DLBCL is commonly classified clinically by the Hans system according to immunohistochemistry: GCB type and activated B-cell type (ABC) or non-GCB type. They differ in gene expression profiles and clinical presentations. Relevant studies reported that DLBCL of GCB origin has longer survival than the ABC (non-GCB) type and that better survival is achieved with CHOP/R-CHOP treatment [1, 23, 24], so the cell origin typing of DLBCL is of great significance for prognosis and treatment guidance in clinical practice. More importantly, our study also found that, in the GCB group, compared to the low RPR group, the high RPR group’s PFS and OS were shorter. In addition, in the ABC group, OS was significantly shorter in the high versus low RPR group. DLBCL predominates in older people, with a median age at onset of about 70 years [1]. The results of this study showed that patients in the high RPR group were older than those in the low RPR group, consistent with the above findings. In the subgroup analysis, among DLBCL patients aged ≤60 years, PFS and OS were significantly lower in the high versus low RPR group; among DLBCL patients aged >60 years, OS was shorter in the high versus low RPR group. The above findings suggest that high RPR levels are connected with bad prognosis in DLBCL patients. Therefore, this implies that RPR could further refine risk stratification.
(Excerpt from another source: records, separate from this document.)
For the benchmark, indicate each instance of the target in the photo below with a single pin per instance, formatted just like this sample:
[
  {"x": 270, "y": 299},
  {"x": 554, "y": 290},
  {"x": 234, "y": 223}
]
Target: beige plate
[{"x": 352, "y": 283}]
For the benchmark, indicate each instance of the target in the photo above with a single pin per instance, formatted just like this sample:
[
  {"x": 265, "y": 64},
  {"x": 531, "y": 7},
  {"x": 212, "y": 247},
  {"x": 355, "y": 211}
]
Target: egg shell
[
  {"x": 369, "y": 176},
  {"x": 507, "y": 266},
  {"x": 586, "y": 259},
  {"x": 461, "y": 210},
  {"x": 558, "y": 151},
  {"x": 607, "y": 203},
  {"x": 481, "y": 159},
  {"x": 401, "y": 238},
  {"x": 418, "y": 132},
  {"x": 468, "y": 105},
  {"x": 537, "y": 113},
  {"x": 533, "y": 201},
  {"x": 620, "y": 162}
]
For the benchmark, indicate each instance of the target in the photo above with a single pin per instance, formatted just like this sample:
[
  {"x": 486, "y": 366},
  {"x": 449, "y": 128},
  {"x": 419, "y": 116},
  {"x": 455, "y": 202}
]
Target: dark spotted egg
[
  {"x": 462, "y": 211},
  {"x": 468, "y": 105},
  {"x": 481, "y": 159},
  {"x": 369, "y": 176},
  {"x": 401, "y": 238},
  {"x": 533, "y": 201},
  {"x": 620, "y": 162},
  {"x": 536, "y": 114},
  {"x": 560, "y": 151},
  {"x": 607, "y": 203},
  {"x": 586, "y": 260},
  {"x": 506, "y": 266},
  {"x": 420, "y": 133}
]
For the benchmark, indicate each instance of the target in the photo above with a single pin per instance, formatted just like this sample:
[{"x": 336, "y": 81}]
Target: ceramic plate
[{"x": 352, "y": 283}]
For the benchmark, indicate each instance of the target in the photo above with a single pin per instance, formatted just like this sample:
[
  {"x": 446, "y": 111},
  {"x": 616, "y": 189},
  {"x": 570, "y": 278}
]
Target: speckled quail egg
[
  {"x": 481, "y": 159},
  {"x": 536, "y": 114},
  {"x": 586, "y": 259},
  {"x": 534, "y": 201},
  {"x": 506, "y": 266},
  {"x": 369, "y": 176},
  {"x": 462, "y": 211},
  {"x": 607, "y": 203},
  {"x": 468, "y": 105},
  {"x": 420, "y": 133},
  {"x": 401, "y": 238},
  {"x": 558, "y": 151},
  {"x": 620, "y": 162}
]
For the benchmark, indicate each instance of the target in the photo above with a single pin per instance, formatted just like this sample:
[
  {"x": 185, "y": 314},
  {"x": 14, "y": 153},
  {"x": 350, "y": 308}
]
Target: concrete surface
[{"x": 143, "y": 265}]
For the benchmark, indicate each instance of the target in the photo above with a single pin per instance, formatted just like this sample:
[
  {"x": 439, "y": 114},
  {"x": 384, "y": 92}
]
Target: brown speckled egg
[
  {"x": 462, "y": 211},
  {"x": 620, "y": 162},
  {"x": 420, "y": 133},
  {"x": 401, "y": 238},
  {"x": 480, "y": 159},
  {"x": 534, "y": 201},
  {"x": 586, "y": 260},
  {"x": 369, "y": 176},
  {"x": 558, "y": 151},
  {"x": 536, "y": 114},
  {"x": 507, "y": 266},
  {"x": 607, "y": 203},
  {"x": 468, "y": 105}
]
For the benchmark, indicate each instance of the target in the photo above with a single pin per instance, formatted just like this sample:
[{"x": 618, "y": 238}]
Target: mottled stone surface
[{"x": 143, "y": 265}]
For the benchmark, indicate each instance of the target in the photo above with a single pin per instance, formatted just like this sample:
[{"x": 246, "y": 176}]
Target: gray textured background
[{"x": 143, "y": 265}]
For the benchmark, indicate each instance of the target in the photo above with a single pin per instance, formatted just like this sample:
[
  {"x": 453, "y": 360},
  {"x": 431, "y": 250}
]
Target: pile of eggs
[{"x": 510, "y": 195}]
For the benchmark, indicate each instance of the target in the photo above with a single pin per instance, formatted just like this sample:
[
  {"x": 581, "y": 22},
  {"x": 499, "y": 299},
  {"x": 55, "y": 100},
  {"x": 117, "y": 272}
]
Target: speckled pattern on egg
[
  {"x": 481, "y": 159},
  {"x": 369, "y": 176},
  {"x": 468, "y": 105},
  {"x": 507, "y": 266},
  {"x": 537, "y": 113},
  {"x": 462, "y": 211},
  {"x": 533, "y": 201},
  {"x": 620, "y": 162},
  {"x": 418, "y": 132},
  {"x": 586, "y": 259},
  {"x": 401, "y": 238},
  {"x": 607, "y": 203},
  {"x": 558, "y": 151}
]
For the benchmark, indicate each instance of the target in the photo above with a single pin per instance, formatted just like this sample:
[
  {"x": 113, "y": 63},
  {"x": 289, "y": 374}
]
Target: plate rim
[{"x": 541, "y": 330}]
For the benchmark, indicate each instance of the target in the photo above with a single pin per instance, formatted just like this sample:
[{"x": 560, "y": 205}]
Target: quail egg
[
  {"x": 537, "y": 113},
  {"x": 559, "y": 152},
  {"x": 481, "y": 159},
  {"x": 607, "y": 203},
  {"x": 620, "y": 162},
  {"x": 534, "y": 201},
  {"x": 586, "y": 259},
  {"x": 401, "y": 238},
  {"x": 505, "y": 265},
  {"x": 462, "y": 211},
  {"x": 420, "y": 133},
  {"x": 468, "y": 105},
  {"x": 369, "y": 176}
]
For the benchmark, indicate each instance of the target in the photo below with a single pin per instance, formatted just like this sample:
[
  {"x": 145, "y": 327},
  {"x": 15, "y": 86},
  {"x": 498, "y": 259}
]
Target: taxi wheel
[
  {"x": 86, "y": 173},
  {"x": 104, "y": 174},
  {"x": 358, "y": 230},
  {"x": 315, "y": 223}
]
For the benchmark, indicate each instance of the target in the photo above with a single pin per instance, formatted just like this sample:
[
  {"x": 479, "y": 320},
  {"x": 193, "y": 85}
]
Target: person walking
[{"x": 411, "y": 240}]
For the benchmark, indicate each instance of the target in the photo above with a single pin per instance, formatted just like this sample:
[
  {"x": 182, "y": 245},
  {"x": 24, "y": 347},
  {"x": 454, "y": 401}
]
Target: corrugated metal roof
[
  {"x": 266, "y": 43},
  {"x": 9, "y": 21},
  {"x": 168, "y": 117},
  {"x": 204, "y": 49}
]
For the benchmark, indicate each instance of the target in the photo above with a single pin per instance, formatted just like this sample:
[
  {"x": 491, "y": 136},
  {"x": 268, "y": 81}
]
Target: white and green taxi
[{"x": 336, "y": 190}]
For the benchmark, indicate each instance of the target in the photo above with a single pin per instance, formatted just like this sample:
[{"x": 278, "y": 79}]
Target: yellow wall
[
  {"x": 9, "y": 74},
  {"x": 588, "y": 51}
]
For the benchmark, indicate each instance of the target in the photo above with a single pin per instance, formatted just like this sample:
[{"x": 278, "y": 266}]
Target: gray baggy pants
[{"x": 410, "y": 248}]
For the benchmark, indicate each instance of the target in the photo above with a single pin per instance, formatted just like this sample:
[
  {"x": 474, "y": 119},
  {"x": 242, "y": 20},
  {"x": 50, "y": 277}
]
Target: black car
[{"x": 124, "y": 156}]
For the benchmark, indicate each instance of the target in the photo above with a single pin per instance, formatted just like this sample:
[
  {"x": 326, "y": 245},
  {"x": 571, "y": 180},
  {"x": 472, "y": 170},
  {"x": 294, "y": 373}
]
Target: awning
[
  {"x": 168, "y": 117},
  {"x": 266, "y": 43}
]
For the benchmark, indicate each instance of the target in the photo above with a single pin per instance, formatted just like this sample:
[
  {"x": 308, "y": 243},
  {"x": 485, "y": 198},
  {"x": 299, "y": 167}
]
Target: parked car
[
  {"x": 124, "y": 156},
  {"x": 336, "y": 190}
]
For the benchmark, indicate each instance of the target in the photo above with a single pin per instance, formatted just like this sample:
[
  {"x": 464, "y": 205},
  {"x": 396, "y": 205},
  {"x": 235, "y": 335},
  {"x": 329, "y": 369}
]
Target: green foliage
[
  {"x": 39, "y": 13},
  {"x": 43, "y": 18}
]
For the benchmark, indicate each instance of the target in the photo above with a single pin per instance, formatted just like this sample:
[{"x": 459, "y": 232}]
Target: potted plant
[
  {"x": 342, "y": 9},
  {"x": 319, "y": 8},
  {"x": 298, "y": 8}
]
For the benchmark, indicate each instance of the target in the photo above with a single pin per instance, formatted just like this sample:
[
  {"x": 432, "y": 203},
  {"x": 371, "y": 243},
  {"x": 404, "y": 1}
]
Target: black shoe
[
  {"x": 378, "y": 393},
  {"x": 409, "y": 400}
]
RPR is a new inflammatory measure that can be used to assess a patient’s DLBCL prognosis, but this study has certain restrictions due to its single-center retrospective design and limited sample size. Although we performed a multifactorial analysis of the study results, the effect of confounding factors still cannot be completely excluded. Second, the biochemical mechanisms through which RDW and PLT affect the prognosis of patients with DLBCL remain unknown. Therefore, to further confirm the clinical application value of RPR levels in patients with DLBCL, large prospective multicenter studies are required to provide a simple and easy-to-use parameter for prognostic assessments of DLBCL patients.

The findings of this study indicate that RPR is an independent risk factor for OS in DLBCL patients and closely correlated with the prognosis of newly diagnosed DLBCL patients; therefore, RPR can be used as a simple and easy prognostic biomarker or be combined with immuno-histochemistry for more accurate prognostic assessments of patients with DLBCL.

No potential conflicts of interest relevant to this article were reported.